El más paisaje más patético ha sido logrado quizá con más finura en Mi perro idiota –de la que hemos hablado anteriormente- y en Sueños de Bunker Hill. En la última página de este último,  el guionista Arturo Bandini lo ha perdido todo: los favores de su decrépita amante y casera; el respeto de sus paisanos al volver al pueblo natal tras su incursión en Los Ángeles; el comienzo de una carrera como guionista en Hollywood. Sólo le quedan dos cosas, una máquina de escribir y una frase que no le pertenece. “No era mío, qué diantre, pero por algún lado tenía que empezar”. Con esta última cuartilla, Fante cierra la que podría ser la mejor novela de la saga de seis que dedicó a su alter-ego Arturo Bandini.

La mayoría de las  novelas de Fante están ambientadas en Los Ángeles y California. La pobreza es uan constante en su obra, la usa para levantar una la radiografía de temas afines a la comunidad italiana inmigrante en Estados Unidos: el catolicismo en relación a la comunidad italoamericana, la familia, la soledad. Su libro más conocido es Pregúntale al polvo (1939), una novela, como casi todas, semi autobigráfica..

También deprimente, acaso a más no poder, es el París (habría que decir la Francia entera) que dibuja Houellebecq en El mapa y territorio, su más reciente novela, en la que el pintor Jed Martin, obsesionado por el tema del arte y la maquinaria de representaciones y engaños  –las mismas de la vida, los sentimientos, los oficios, los paisajes- lleva al lector a lugares sombríos y desagradables: el restaurante parisino en el que cena con su padre durante la Nochebuena, o la clínica de eutanasia  al que este último decide acudir para acabar con su vida. Y qué decir del Salzburgo  de El Sótano, de Thomas Bernhard. En ella, Bernhard se narra a sí mismo, cuando, camino de la escuela, decide tomar la dirección opuesta, darse la vuelta y entrar en la oficina de empleo. Allí, con su mochila al hombro, un Bernhard de 16 años busca un trabajo de aprendiz en un oscuro comercio de alimentación donde debe cargar pesados sacos, pasar horas rodeado de polvo, soportando pestilencias y miserables clientes del barrio más pobre de Salzburgo. Es allí, en el acto repetitivo y mecánico, en la sensación de ser útil y de escapar del mundo de la escuela y del de su familia, donde Bernhard dice sentirse libre. Todo ocurre en primera persona. Con una potencia amarga que encuentra  la fina materia del desapego que domina tanto la narrativa como la dramaturgia de Bernhard. Y sin embargo, un algo polvoriento y cuarteado se impone; acaso un paisaje agresivo, ese al que Bernhard nos tiene acostumbrados.

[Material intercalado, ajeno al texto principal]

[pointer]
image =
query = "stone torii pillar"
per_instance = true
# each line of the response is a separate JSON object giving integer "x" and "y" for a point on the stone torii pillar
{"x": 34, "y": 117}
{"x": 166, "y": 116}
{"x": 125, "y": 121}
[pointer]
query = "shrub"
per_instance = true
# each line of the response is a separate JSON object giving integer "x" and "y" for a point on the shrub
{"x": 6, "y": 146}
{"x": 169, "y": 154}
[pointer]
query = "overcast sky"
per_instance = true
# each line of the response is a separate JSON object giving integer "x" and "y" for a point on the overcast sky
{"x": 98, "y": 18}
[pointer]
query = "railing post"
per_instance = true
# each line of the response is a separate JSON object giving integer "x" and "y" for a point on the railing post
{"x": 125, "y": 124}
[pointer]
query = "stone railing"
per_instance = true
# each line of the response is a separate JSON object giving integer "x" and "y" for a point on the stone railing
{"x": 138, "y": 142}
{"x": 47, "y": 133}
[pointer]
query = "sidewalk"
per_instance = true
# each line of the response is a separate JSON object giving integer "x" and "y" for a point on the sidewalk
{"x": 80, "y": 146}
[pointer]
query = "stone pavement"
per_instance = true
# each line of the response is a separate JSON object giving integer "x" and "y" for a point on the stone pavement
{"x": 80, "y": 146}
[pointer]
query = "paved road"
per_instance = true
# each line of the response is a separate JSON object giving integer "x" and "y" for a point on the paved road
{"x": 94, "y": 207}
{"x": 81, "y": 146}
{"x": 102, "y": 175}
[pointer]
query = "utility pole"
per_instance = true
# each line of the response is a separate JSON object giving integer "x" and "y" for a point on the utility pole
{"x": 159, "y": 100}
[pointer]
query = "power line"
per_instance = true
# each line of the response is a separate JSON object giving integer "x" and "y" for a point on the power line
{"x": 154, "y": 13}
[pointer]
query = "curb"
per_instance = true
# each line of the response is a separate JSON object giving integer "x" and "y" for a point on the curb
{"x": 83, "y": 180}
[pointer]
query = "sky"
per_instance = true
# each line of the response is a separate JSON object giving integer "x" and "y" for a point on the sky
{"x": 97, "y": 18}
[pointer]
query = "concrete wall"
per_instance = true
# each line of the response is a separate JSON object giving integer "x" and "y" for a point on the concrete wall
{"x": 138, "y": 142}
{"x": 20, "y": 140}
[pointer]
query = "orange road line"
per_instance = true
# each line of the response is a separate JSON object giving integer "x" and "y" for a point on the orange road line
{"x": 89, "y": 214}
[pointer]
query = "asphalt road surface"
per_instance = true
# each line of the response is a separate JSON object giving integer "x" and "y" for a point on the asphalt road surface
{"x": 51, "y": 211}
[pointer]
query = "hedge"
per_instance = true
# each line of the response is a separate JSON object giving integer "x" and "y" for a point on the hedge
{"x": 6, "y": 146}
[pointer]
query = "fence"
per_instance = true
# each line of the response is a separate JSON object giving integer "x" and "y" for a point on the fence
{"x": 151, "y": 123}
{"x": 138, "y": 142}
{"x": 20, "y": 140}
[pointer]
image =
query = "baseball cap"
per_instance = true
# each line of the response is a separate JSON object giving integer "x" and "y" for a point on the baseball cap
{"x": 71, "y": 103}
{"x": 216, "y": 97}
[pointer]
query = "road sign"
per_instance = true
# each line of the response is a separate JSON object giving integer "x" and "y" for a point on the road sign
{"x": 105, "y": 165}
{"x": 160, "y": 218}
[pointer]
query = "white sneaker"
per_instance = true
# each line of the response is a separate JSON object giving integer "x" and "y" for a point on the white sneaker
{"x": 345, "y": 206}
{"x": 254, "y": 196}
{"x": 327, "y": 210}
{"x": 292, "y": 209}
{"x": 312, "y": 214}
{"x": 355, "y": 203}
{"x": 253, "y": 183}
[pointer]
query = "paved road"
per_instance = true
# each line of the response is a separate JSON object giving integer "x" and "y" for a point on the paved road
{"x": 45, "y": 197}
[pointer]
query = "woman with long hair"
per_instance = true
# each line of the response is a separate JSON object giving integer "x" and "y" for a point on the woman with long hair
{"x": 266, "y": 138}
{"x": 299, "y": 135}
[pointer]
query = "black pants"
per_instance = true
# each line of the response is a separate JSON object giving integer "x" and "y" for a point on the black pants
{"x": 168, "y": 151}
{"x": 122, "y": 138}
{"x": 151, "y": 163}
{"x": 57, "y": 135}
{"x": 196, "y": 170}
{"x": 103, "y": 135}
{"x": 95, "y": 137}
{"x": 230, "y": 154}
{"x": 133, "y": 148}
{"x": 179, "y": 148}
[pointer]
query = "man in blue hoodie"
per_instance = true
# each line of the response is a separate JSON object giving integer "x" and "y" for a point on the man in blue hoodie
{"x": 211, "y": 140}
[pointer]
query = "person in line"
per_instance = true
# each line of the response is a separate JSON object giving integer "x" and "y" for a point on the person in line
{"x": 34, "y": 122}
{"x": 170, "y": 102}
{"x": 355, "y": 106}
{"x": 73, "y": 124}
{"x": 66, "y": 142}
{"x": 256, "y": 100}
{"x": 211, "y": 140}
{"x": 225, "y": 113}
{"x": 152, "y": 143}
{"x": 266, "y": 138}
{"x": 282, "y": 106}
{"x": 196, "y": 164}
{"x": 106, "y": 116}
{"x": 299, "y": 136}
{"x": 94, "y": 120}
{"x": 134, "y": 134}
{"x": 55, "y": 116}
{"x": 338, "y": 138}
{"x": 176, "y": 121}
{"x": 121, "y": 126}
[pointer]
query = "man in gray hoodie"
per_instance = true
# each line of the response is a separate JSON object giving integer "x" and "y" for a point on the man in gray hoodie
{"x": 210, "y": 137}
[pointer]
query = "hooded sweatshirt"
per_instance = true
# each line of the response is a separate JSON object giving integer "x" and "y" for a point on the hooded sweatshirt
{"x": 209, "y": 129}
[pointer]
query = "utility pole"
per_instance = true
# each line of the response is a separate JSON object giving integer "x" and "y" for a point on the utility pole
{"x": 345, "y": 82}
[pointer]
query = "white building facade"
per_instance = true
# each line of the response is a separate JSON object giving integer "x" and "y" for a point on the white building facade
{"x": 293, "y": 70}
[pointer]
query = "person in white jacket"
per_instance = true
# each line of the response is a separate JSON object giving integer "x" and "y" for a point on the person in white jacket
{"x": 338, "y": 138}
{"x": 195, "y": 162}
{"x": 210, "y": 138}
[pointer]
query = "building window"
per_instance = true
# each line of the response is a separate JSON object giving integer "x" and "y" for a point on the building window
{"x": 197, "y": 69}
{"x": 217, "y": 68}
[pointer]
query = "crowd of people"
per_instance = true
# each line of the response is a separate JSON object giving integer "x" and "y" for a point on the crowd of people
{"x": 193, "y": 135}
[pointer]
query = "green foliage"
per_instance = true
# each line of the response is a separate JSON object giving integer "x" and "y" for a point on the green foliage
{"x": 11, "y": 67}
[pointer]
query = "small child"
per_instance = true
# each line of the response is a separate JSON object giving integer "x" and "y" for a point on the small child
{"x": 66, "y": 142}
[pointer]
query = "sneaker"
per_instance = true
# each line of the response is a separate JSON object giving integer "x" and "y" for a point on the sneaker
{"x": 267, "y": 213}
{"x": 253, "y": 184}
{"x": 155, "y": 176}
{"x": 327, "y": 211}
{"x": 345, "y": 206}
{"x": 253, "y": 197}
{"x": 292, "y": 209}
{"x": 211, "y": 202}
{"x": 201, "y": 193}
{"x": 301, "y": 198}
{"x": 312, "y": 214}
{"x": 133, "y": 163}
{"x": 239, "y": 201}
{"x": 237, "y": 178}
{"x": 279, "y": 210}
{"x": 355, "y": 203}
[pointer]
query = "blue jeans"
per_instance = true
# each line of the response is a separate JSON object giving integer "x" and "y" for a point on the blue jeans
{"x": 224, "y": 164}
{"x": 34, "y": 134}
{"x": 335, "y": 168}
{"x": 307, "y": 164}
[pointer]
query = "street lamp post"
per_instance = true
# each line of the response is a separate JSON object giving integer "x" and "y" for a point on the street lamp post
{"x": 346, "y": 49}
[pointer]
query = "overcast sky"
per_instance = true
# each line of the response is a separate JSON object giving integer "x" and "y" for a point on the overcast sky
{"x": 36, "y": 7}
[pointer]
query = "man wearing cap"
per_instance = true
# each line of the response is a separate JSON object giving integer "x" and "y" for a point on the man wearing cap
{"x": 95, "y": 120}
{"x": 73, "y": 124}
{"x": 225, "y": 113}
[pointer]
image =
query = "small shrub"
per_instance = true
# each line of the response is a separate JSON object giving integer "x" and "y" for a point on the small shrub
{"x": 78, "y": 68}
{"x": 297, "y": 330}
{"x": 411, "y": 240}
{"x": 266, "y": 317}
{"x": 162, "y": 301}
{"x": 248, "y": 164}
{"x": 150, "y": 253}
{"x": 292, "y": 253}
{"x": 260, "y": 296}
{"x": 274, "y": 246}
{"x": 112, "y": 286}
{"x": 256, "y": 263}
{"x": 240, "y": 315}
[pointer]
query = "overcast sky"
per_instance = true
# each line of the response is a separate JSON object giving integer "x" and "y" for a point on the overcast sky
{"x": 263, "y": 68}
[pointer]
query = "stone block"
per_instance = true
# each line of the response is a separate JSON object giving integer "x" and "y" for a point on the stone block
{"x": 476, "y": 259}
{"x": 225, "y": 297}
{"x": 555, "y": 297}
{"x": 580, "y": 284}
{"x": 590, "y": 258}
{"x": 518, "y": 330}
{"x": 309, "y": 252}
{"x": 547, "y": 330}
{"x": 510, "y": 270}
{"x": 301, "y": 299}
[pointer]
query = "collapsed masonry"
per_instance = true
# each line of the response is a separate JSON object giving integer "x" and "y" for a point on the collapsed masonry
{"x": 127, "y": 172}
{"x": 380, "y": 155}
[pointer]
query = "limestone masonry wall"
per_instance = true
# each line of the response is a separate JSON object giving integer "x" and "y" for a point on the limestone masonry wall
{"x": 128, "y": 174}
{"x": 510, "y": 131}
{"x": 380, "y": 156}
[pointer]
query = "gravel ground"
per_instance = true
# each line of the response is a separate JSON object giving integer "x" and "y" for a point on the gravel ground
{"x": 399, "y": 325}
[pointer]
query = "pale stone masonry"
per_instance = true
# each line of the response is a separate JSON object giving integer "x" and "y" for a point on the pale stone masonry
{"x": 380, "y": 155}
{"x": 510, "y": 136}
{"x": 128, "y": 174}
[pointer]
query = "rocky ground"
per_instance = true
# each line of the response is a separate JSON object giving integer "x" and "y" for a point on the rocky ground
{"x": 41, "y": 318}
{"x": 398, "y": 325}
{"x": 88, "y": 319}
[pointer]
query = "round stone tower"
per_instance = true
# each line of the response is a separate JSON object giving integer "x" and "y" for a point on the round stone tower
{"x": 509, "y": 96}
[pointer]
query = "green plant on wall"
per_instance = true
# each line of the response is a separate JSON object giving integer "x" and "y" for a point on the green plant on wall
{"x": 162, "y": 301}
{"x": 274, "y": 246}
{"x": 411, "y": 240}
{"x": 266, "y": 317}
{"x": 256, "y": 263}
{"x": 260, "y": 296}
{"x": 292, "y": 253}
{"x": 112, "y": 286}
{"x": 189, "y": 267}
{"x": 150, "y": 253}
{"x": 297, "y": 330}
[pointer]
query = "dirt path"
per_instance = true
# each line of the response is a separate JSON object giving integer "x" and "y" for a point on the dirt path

Si alguien supo retratar con crudeza una ciudad fue Irvine Welsh. Tanto en Trainspotting como en su precuela, Skagboys, donde retrata un Edimburgo asfixiado por las consecuencias de las políticas de Margaret Tatcher; una ciudad gris, tétrica, en la que abundan las huelgas mineras;  el paro aumenta a un ritmo enloquecido; la heroína corre por las calles y el futuro luce casi tan lejano como una pastilla extraviada en un wáter atascado con excremento hasta el borde. Pero  Welsh parece  literatura infantil frente a la Ciudad del Cabo de J.M Coetzee en Desgracia o la Universidad de Athena que describe  Philip Roth en La mancha humana. Durísimas también son la ciudad que narra Antonio Ungar en Tres ataúdes blancos; el Medellín de Fernando Vallejo en La virgen de los sicarios o la feroz (y paradójicamente hermosa) Caracas que retrata Juan Carlos Méndez Guédez en Los maletines.